The factcheckers at the BBC say that nearly half of all viral falsehoods they track now are generative AI. Not old videos repurposed, not video game footage dressed up as breaking news — those were the tricks of two years ago. Now the machines themselves are manufacturing confident nonsense at industrial scale, and the people investigating real atrocities have to spend their time proving that reality is real before they can do their actual work.
But here’s what keeps me up. It’s not the fakes. It’s what happens to the real photographs when they swim in the same water as the fakes. A real image of real graves for real girls gets questioned not because there’s evidence against it, but because the machine said so.

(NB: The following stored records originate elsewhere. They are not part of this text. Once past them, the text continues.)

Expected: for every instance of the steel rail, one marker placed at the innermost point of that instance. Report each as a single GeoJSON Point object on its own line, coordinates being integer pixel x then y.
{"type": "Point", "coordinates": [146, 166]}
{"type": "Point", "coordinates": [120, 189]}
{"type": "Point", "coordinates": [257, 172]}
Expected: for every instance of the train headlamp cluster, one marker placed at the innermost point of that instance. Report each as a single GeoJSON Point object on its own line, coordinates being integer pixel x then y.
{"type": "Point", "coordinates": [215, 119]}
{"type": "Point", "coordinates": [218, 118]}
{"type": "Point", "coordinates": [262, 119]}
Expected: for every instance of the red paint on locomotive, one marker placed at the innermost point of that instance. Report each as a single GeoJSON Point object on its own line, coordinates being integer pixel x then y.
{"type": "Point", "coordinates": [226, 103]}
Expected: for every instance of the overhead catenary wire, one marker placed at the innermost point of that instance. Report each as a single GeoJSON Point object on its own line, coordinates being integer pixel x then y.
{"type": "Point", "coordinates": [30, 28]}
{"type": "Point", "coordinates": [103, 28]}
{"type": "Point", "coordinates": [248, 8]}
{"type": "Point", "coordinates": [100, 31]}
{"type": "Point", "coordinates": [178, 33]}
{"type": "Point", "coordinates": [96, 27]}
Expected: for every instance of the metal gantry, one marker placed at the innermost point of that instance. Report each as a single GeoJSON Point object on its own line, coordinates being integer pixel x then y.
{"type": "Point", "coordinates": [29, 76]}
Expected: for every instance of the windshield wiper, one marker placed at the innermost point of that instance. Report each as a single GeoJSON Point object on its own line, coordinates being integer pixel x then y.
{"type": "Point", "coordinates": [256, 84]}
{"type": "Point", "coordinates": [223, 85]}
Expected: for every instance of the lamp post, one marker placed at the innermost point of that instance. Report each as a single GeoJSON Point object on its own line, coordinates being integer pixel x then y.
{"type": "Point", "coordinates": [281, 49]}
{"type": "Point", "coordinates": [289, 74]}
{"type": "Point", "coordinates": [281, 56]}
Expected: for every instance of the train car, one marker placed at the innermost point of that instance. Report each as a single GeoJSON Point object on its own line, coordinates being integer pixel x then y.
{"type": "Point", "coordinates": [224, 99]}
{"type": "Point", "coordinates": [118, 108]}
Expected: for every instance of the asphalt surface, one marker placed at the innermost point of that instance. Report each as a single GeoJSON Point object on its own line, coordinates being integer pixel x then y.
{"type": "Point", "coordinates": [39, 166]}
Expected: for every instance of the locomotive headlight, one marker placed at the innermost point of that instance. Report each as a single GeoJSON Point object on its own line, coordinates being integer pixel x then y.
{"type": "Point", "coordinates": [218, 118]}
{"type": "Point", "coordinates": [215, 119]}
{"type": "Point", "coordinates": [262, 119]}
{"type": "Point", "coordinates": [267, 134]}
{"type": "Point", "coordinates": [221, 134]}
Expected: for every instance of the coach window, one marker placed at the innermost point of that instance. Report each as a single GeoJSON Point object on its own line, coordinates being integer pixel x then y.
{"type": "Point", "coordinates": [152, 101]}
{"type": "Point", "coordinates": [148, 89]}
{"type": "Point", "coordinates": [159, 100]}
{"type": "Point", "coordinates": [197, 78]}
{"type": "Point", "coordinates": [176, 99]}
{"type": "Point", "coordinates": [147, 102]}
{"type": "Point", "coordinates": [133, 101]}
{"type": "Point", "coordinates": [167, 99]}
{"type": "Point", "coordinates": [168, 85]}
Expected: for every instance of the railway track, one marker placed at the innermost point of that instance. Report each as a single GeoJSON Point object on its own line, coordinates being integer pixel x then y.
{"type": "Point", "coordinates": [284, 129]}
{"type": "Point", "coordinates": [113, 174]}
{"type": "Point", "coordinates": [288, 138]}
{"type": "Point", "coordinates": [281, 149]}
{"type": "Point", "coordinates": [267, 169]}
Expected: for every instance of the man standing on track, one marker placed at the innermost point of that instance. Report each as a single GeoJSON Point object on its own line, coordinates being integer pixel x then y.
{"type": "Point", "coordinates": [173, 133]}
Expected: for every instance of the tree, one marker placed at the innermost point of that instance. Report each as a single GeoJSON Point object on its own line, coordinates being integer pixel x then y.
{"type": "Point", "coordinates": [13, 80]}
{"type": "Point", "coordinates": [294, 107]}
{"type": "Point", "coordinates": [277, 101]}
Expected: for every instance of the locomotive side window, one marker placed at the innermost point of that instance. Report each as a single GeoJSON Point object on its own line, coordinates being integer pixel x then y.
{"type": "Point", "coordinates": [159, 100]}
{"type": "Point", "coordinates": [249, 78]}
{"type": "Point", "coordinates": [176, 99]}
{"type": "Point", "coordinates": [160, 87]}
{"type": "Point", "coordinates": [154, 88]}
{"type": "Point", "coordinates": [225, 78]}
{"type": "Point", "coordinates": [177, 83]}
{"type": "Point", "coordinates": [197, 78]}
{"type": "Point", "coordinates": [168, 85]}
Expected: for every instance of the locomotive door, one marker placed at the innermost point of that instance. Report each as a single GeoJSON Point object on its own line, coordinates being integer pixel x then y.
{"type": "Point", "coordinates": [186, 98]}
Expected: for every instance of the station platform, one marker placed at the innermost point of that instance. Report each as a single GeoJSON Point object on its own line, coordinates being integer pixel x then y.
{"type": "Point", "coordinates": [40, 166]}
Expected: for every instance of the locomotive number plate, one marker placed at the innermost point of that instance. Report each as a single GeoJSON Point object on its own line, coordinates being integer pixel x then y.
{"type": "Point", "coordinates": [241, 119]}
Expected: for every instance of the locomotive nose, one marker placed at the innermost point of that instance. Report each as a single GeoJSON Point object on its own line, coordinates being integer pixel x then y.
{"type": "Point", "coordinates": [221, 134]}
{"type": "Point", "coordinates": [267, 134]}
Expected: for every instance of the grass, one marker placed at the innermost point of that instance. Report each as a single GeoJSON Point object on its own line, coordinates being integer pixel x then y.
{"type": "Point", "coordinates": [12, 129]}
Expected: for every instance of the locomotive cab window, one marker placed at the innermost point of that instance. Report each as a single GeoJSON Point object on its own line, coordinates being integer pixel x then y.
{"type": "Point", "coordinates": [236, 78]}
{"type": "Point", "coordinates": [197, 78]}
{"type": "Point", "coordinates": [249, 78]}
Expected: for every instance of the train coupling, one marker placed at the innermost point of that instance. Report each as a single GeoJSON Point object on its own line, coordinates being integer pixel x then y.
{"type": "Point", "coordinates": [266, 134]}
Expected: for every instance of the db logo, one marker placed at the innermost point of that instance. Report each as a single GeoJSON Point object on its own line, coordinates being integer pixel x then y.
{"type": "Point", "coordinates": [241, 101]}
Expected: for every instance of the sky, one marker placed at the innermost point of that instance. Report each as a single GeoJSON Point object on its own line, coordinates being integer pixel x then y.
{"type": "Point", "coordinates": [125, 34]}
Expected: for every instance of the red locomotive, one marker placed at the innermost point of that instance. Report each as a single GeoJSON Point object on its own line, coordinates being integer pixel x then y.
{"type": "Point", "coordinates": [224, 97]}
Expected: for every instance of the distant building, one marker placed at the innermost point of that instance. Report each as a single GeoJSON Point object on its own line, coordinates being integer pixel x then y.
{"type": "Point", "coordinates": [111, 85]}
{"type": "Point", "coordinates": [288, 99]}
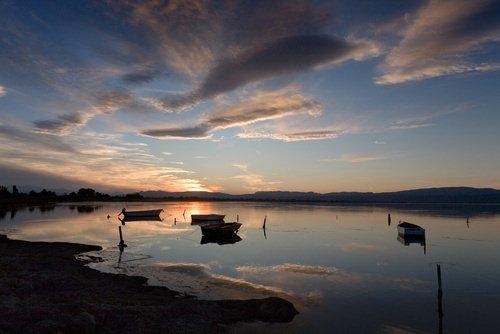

And the machine sounded so sure.
An investigator named Chris Osieck, who’s been documenting civilian casualties in Iran, put it as plainly as anyone could: “Imagine losing a child and then seeing AI being used online to claim that the event did not happen.”
I sat with that sentence for a long time.
There are chalk rectangles in the dirt in Minab, small ones, marking out the dimensions of graves that still need digging. People are standing in the sun next to the ones already filled. The machines are explaining, with absolute confidence, that all of this is from somewhere else.
The pie was fresh this morning, honey.